Fortunately, he is playing as well as he has all year. Tillman had his third interception TD vs. the Cardinals, and he owns the Bears franchise record.

4. Lions Turnover-Prone Offense vs Bears Opportunistic Defense

As the stats above suggest, the Lions move the ball but don't score, meaning they fail in the red zone and are prone to turning the ball over. Of course, that's where the Bears defense excels.

Takeaways will be key to this game, as it usually is for the Bears. The Bears lead the NFC with 40 takeaways, while the Lions rank 15th in turnover differential.

Only Arizona (32) and Philadelphia (36) have turned the ball over more than Detroit (29) in the NFC. The Bears simply must capitalize on this if they are going to win.

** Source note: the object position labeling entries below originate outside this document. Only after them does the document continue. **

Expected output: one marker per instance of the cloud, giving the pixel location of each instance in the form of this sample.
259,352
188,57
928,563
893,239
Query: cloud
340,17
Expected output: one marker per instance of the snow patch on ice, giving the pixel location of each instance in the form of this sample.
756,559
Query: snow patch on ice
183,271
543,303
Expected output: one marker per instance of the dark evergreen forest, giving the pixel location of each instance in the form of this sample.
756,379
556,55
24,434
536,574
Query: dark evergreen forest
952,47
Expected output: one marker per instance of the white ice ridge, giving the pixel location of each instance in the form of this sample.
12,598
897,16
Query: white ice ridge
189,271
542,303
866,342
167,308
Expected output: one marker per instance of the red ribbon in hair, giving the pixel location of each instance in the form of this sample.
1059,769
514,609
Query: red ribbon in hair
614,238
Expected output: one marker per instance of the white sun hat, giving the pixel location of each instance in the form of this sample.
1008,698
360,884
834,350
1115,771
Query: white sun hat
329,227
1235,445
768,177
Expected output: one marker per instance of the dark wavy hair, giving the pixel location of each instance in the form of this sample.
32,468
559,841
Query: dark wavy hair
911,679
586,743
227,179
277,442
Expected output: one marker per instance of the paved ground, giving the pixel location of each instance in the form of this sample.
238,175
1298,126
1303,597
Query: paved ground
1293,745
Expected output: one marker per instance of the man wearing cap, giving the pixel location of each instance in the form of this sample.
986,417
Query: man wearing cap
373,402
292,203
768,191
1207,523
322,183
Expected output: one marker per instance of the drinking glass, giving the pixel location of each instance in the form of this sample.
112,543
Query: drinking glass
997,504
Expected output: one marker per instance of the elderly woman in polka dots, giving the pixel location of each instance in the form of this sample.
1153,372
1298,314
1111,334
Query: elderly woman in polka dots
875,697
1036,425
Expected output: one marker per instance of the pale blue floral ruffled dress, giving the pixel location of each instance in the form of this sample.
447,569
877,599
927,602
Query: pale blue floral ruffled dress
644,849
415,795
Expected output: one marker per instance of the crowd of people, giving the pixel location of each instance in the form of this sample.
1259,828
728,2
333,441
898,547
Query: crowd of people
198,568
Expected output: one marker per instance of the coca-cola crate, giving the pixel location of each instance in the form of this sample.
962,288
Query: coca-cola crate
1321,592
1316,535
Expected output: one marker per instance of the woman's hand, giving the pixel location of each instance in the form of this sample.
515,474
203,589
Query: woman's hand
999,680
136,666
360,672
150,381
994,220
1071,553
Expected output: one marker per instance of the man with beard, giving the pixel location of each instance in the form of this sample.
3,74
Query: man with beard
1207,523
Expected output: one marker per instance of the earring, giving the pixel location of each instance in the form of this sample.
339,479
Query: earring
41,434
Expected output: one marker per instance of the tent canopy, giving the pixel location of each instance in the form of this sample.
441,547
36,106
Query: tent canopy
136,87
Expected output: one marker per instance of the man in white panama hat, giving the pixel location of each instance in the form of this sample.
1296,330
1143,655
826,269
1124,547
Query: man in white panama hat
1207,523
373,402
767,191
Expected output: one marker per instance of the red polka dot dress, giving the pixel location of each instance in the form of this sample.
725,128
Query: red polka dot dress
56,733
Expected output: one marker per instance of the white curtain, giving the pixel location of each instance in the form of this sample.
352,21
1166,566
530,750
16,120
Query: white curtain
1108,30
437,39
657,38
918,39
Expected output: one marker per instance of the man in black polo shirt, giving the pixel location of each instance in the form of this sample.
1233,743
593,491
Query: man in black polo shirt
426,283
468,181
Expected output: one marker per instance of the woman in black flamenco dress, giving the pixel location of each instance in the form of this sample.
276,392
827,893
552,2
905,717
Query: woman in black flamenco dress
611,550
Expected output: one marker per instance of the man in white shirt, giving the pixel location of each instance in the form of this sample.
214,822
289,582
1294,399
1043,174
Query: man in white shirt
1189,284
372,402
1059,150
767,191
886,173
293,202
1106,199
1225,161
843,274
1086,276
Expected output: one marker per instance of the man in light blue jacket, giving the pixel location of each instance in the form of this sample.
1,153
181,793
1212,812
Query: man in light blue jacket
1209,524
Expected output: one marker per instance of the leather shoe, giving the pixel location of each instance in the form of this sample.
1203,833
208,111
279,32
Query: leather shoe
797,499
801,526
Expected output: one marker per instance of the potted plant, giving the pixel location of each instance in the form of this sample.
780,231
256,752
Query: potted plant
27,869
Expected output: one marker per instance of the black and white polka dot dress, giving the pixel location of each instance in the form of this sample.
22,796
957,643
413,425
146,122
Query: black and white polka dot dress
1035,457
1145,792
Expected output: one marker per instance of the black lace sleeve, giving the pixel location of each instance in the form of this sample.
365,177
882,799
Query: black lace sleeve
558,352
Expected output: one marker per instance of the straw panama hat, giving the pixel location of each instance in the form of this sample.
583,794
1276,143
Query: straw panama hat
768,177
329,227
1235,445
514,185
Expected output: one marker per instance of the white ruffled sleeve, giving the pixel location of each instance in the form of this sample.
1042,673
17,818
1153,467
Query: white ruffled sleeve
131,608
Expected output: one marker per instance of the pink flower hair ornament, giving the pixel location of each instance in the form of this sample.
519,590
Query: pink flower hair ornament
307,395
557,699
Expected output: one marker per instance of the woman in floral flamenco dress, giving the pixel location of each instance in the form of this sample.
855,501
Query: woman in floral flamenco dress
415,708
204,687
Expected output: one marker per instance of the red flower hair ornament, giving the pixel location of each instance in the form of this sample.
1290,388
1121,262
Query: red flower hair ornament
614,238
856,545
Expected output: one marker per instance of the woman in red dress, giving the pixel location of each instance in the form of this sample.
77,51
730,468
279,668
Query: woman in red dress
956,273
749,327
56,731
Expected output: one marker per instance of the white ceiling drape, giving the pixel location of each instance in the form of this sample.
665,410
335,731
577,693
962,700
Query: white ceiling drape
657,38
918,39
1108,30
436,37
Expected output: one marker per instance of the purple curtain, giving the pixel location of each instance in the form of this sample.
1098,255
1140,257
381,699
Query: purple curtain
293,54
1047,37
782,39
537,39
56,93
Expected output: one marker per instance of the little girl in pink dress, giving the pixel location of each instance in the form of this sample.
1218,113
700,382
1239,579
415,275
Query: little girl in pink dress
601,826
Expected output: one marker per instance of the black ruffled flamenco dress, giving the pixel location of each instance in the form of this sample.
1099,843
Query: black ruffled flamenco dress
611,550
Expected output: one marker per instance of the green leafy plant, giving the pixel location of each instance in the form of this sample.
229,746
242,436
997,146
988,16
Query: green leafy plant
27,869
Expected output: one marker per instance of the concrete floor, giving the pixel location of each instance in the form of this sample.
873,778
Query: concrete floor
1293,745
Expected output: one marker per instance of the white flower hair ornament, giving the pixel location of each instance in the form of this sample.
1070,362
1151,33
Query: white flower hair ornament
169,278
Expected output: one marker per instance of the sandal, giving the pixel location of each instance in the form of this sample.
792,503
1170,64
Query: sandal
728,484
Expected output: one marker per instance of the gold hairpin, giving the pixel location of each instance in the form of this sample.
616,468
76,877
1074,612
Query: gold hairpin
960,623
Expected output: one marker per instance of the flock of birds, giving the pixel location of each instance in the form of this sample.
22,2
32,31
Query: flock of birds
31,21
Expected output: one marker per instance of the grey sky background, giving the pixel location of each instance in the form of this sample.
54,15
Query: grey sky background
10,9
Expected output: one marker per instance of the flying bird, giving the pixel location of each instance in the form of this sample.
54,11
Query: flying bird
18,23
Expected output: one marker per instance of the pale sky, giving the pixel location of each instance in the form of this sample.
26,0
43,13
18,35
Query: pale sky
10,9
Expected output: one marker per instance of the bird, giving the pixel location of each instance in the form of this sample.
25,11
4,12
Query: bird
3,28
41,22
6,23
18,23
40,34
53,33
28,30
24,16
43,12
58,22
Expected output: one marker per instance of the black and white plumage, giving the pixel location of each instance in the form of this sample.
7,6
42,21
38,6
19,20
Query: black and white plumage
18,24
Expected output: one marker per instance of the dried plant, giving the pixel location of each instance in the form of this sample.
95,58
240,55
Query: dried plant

5. Status of Injured Players

Besides Cutler and Forte, the Bears are hoping to get Brian Urlacher back on Sunday. At least that's what Lovie Smith is saying. That could be a huge emotional lift for Chicago.

The status of Henry Melton remains cloudy, but he has had a solid season, so his interior pass rush would be much appreciated against Matthew Stafford.

Jonathan Scott is another injured player the Bears are hoping will return.

Julius Peppers looked healthier than he has in awhile last Sunday, so that may be a bonus for the Bears. He had three sacks and a forced fumble against the Cardinals, and while Arizona is weak, Peppers has looked better over his past three outings.

I had begun thinking that Peppers may be slowing down, but according to Michael C. Wright of, Peppers had plantar fasciitis so perhaps he is feeling better.